Once you have qualified as a solicitor, you may go straight into work or you may go on to do other things. Whether or not you decide to take out a practising certificate (PC) is likely to depend on a number of factors. For example, if you plan to work as a solicitor, it is likely that you will require to have a PC.

If, once qualified, you do not immediately go on to employment as a solicitor (regardless of whether or not you have secured another type of employment) you may wish to consider one of four options:

1. Roll retention - £90

Because the Society holds your details already, this enables you to apply for a PC at short notice. This roll retention fee would need to be paid by any solicitor who, part way through a PC year, wanted to obtain a full PC. Therefore, for those not yet in employment as a solicitor but who are seeking a post, this is often the best option. It allows you to react quickly to job offers and obtain a full PC with minimal delay.

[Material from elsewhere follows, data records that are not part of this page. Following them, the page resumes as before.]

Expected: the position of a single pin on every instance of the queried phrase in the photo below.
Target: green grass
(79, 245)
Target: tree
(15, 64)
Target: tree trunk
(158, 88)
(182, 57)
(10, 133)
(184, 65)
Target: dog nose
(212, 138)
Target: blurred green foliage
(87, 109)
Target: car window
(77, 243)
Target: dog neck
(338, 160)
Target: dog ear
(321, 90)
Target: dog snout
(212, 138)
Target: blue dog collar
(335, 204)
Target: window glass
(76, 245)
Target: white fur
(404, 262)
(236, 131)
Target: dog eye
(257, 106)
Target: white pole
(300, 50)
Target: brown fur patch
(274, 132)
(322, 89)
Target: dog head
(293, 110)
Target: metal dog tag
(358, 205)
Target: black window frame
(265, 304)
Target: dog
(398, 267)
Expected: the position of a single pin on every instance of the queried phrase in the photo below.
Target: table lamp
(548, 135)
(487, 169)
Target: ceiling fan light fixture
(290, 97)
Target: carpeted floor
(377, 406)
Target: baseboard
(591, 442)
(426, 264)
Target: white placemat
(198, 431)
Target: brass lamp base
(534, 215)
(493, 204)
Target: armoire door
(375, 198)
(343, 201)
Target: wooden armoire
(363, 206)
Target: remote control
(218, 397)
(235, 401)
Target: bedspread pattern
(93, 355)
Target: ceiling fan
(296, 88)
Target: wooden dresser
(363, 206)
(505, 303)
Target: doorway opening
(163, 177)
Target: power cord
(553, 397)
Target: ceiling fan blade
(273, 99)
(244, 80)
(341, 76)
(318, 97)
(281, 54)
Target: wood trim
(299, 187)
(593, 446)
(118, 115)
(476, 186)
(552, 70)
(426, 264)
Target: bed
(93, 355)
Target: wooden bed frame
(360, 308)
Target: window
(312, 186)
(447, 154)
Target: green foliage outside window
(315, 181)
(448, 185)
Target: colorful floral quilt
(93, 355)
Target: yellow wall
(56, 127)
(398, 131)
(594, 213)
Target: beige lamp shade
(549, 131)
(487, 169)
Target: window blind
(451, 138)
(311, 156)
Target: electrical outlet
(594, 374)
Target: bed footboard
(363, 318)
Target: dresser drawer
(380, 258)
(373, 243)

2. Non-practising membership (NPM) - £160

Being a NPM entitles you to vote in Society elections/referenda and entitles you to the Society's Journal each month, as well as all other correspondence issued by the Society. However you can not practise as a solicitor if you are a NPM - you would need the full PC.  If you wish to be a NPM but are not in gainful employment, a concessionary half rate applies. To be a NPM, you must also have your name on the roll (see below):

  • full non-practising membership - £240 (full NPM fee + roll retention fee
  • NPM not in gainful employment - £160 (half NPM fee + roll retention fee)

3. Choosing not to be on the roll - no cost

This won't happen automatically. When you come to the end of your traineeship, if we have not heard from you, the Society's registrar's team will contact you to ascertain whether or not you would like to remain on or be removed from the roll of solicitors. The result of being removed from the roll is that it will take a longer time for us to put you back on, as the necessary disclosure checks are made. Additionally, restrictions may be placed on your final PC, such as not being permitted to be a principal in private practice.  However, most of these restrictions are more relevant to those who have been in practice a long time and subsequently come off the roll, as opposed to new lawyers going on to the roll for the first time.

The option of choosing not to be on the roll is more likely to be considered by those who have no (current) intention of practising law in Scotland.

If I do not have or have not held a PC for some time, what are the implications?

Any solicitor not having held a certificate for more than 12 months may have a restriction imposed. This is at the discretion of the Practising Certificate Committee. For additional information on any of the above matters, please contact registrar@lawscot.org.uk.

4. Full practising certificate (costs on the the previous page)

This would put you in the same position as a solicitor in employment. However, as noted above, if you are not in employment as a solicitor, you do not require to have a full PC.